Hidden Monsters, Secret Languages

The cryptozoology of modern AI

Nov 22, 2022

One of the strangest things about generative AI models is that, since their advent, ordinary users have reported the discovery of recurring ... and sometimes terrifying ... entities which seem hidden within them. "The Crungus." "Loab." An entire internal language that DALL-E seems to have created, and can interpret.

Hidden possibilities aren’t surprising. A fascinating aspect of this AI summer, with respect to both diffusion models and large language models, is their “capability overhang” — meaning many of their remarkable powers are not easily accessed, but must be teased out by precise and elaborate prompting. “Prompt whispering” has become its own art, and/or science, and/or new form of programming language.

But hidden creatures and languages are another thing entirely. Are such entities really hidden within DALL-E's vast capability overhang? Or is this just apophenia, the human tendency to see patterns where none exist, and construct subjective narratives out of what is actually just stochastic noise?

Unsatisfyingly the answer is both yes and no. There are now three semi-famous examples of what I'll call “AI cryptids”; let’s consider them in turn.

The Crungus

A semi-human monster with a semi-consistently misshapen face appears fairly consistently on Craiyon when the non-word “crungus” — and/or, even more curiously, really any word which ends in “-rungus” — appears in the prompt.

It seems very unlikely that such words appear extensively in the captions on which any diffusion models are trained. The theory that it was an interpretation of “Krampus” was quickly dismissed. Nobody yet seems to have a good explanation of why that particular suffix has such a powerful effect on a diffusion model.

Loab

No less terrifying than The Crungus is “Loab,” a woman originally created from the prompt text “opposite of Brando” followed by a request for the opposite of that generated image. But the opposite of the opposite of Brando is not Brando; rather…

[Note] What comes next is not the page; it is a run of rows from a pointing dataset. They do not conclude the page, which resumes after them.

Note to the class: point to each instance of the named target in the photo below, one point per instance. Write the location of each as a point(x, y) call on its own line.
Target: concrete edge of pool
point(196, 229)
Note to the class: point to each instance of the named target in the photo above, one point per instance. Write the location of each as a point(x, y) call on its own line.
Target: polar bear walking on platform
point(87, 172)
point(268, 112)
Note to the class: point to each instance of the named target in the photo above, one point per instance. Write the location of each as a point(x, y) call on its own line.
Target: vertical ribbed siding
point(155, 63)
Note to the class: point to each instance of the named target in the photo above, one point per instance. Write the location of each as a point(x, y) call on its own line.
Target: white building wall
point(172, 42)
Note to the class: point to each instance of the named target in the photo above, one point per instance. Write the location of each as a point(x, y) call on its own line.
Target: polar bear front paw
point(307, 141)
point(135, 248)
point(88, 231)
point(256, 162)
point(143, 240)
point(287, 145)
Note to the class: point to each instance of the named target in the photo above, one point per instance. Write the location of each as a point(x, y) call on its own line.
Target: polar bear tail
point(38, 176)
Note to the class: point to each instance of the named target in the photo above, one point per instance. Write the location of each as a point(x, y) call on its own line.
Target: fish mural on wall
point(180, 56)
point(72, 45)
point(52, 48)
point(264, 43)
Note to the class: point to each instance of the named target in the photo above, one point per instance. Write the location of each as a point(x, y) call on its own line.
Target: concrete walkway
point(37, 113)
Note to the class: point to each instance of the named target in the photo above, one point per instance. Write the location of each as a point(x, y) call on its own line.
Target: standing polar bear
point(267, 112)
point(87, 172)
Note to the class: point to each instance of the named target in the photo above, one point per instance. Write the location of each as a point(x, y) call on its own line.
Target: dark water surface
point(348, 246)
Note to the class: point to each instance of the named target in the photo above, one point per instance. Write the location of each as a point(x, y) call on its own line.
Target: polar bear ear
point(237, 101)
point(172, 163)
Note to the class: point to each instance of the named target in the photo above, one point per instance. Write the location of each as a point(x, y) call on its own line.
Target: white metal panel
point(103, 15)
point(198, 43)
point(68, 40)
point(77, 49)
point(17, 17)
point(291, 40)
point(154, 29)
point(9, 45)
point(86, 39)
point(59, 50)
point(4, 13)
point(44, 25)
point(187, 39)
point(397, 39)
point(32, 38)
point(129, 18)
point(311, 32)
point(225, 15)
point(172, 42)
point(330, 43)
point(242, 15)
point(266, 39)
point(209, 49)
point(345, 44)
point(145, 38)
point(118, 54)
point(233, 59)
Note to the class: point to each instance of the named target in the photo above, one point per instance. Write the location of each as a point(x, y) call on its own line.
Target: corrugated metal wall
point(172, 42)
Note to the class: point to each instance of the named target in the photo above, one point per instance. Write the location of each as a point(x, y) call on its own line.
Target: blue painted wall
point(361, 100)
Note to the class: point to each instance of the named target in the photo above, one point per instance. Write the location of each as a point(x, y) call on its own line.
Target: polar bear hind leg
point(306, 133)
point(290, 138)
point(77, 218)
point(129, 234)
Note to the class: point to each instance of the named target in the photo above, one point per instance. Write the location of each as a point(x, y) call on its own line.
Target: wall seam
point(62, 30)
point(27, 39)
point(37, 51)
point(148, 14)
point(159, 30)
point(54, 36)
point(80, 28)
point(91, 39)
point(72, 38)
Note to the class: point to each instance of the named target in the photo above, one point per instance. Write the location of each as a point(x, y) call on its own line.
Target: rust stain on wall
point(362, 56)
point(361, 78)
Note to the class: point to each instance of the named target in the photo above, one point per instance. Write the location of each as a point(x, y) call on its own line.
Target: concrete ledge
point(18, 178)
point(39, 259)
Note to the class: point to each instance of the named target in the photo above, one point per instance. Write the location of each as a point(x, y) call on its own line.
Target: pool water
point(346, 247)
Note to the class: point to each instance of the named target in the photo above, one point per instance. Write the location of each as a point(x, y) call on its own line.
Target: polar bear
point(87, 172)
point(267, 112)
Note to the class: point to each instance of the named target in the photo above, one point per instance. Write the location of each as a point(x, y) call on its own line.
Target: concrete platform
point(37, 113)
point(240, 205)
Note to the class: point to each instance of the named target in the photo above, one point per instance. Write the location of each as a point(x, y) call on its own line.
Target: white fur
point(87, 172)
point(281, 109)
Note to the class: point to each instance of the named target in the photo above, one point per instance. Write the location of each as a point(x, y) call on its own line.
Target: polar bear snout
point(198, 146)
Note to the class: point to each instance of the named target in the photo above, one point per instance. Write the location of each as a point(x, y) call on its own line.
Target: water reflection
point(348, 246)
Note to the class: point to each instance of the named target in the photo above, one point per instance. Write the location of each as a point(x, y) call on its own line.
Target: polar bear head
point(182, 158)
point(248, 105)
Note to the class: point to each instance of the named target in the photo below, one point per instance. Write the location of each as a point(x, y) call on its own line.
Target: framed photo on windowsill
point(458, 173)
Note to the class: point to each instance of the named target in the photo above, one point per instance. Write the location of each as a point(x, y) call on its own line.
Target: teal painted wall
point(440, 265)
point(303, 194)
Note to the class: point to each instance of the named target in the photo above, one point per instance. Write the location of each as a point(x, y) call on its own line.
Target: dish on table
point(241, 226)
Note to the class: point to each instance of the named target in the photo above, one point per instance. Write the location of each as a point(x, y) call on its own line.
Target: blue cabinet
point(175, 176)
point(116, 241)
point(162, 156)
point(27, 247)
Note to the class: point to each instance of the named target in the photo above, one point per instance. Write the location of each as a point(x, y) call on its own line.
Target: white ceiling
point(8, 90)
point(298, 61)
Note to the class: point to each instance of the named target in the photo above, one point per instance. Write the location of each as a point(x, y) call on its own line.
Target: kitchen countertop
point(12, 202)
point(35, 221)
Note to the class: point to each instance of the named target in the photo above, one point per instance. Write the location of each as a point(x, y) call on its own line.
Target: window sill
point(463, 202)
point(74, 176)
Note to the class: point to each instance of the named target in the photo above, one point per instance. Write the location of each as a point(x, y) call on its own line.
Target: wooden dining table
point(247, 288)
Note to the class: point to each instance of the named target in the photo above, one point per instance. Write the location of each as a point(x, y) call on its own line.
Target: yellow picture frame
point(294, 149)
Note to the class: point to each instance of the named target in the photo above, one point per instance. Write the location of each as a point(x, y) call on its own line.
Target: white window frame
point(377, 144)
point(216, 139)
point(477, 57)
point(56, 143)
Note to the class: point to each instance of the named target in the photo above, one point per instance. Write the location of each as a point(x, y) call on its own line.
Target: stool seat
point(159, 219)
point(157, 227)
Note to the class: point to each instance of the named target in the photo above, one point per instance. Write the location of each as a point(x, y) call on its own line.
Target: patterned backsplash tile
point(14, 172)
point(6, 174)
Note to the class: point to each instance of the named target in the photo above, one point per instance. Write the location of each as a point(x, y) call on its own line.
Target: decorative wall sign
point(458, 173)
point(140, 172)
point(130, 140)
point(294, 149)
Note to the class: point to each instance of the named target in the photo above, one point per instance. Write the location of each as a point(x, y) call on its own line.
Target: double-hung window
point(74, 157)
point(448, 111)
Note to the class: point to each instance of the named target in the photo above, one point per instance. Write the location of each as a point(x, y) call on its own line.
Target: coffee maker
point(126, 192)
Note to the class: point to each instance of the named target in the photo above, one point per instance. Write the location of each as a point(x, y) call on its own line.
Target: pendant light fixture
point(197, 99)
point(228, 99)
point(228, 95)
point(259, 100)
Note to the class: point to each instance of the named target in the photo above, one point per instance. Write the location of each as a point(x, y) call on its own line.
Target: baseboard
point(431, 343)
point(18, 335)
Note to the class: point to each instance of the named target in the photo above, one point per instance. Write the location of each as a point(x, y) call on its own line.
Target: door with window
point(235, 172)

…it seems to be a disfigured woman with wild staring eyes, and moreover, whenever an image with Loab is used as part of a subsequent prompt (recall that diffusion models can use both text and images as prompts), Loab recurs in the results — she seemed to have much more diffusion persistence than other images.

At least one extensive, detailed explanation has been proposed for Loab, suggesting that this is because “she” was created by asking for opposites. If you imagine the possibility space as an actual 3-D space, opposites — the points furthest away from any given possibility — are more likely to be on the very edges of that space, and so there are relatively few of them. Think of a huge square room; the farthest point from anywhere is always going to be one of the four corners. This is a very interesting idea … but almost certainly wrong, as I’ll explain below.

A Secret Language

Not technically an AI cryptid, as it’s not a creature … but perhaps strangest of all … are the reports that DALL-E has a a secret internal language, in which, for instance, “apoploe vesrreaitais” means birds, and “contarra ccetnxniams luryca tanniounons” means bugs — and, furthermore, that DALL-E both generates this language in outputs and responds to it in prompts.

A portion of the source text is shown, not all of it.